NMR<-median_bound %>%
filter(type=="NMR") %>%
arrange(desc(value))
head(NMR)
## ISO.Code CountryName value year type
## 1 PAK Pakistan 63.2 1998 NMR
## 2 PAK Pakistan 61.8 1999 NMR
## 3 MLI Mali 61.1 1998 NMR
## 4 PAK Pakistan 60.4 2000 NMR
## 5 SSD South Sudan 60.1 1998 NMR
## 6 MLI Mali 59.1 1999 NMR
tail(NMR)
## ISO.Code CountryName value year type
## 3505 SMR San Marino 0.8 2010 NMR
## 3506 SMR San Marino 0.8 2011 NMR
## 3507 SMR San Marino 0.8 2012 NMR
## 3508 SMR San Marino 0.7 2013 NMR
## 3509 SMR San Marino 0.7 2014 NMR
## 3510 SMR San Marino 0.7 2015 NMR
What year have 3 types of child death had the highest number in?

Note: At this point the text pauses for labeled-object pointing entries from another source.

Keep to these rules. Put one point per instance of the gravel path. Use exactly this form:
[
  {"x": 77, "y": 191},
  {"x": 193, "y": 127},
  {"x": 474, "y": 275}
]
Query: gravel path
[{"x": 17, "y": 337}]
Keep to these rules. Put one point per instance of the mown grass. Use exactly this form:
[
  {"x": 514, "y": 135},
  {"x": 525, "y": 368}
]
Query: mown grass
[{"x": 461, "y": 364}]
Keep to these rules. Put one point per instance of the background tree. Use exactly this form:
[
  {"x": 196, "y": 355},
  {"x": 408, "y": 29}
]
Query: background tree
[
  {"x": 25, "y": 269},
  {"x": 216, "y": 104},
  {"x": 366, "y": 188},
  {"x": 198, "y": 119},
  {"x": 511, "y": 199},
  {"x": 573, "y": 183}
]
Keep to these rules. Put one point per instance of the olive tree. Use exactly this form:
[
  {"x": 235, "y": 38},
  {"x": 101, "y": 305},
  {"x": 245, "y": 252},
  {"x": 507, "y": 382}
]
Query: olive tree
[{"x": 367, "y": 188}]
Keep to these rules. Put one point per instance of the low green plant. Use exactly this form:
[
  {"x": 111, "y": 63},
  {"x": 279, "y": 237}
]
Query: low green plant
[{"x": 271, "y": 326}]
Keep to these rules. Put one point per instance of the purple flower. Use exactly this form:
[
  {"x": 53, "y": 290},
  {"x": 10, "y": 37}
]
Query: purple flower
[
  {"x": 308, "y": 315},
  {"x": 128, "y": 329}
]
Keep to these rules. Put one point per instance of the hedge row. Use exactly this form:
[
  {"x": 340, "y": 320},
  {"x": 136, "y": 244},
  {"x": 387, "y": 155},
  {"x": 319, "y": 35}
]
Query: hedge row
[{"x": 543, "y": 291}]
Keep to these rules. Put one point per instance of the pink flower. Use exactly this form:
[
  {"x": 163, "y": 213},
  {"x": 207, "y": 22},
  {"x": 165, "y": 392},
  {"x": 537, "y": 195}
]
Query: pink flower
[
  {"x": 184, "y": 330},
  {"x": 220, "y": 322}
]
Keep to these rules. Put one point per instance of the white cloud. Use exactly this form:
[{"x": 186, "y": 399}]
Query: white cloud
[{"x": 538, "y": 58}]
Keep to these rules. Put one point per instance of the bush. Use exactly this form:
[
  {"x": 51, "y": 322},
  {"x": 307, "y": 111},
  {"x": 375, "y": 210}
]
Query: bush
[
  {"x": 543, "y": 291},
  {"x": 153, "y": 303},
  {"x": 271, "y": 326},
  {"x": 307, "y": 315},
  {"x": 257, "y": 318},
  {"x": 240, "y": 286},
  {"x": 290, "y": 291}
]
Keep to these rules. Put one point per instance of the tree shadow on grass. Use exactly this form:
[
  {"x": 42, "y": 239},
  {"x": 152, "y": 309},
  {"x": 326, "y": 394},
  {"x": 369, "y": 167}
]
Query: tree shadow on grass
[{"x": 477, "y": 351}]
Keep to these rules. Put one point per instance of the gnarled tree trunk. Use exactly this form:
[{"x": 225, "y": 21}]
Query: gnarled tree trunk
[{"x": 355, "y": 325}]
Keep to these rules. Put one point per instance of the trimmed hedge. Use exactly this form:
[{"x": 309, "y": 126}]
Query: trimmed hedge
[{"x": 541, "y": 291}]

stats_by_year<-median_bound %>%
group_by(type, year) %>%
summarise(avg_value = mean(value)) %>%
group_by(type, year) %>%
summarise(max_avg_value = max(avg_value)) %>%
arrange(year,desc(max_avg_value)) %>%
slice(1)
stats_by_year
## # A tibble: 6 x 3
## # Groups: type [6]
## type year max_avg_value
## <chr> <chr> <dbl>
## 1 IMR 1998 41.9
## 2 Infant.Deaths 1998 36468.
## 3 Neonatal.Deaths 1998 20715.
## 4 NMR 1998 21.4
## 5 U5MR 1998 61.2
## 6 Under.five.Deaths 1998 52641.
As we see 1988 was the worst year in terms of child death among all 3 groups of child death for the last 20 years.
Let’s pick 3 countrise, one from developed countries (United Kingdom), one from economies in transition (Belarus) and one from undeveloped (Angola) counrties in order to compare child death rates (Classifucation was taken from United Nations Country Classification).
United Kingdom
GB<-median_bound %>%
filter(CountryName=="United Kingdom") %>%
group_by(type) %>%
summarise(avg_value = mean(value))
GB
## # A tibble: 6 x 2
## type avg_value
## <chr> <dbl>
## 1 IMR 4.8
## 2 Infant.Deaths 3617.
## 3 Neonatal.Deaths 2457.
## 4 NMR 3.26
## 5 U5MR 5.67
## 6 Under.five.Deaths 4264.
Belarus
Belarus<-median_bound %>%
filter(CountryName=="Belarus") %>%
group_by(type) %>%
summarise(avg_value = mean(value))
Belarus
## # A tibble: 6 x 2
## type avg_value
## <chr> <dbl>
## 1 IMR 7.14
## 2 Infant.Deaths 715.
## 3 Neonatal.Deaths 419.
## 4 NMR 4.22
## 5 U5MR 9.12
## 6 Under.five.Deaths 907
Angola
Angola<-median_bound %>%
filter(CountryName=="Angola") %>%
group_by(type) %>%
summarise(avg_value = mean(value))
Angola
## # A tibble: 6 x 2
## type avg_value
## <chr> <dbl>
## 1 IMR 116.
## 2 Infant.Deaths 102518.
## 3 Neonatal.Deaths 48698.
## 4 NMR 54.7
## 5 U5MR 194.
## 6 Under.five.Deaths 169552
Results are quite expected and show negative correlation between child mortality variables and country’s economic development. (Ignore absolute death numbers).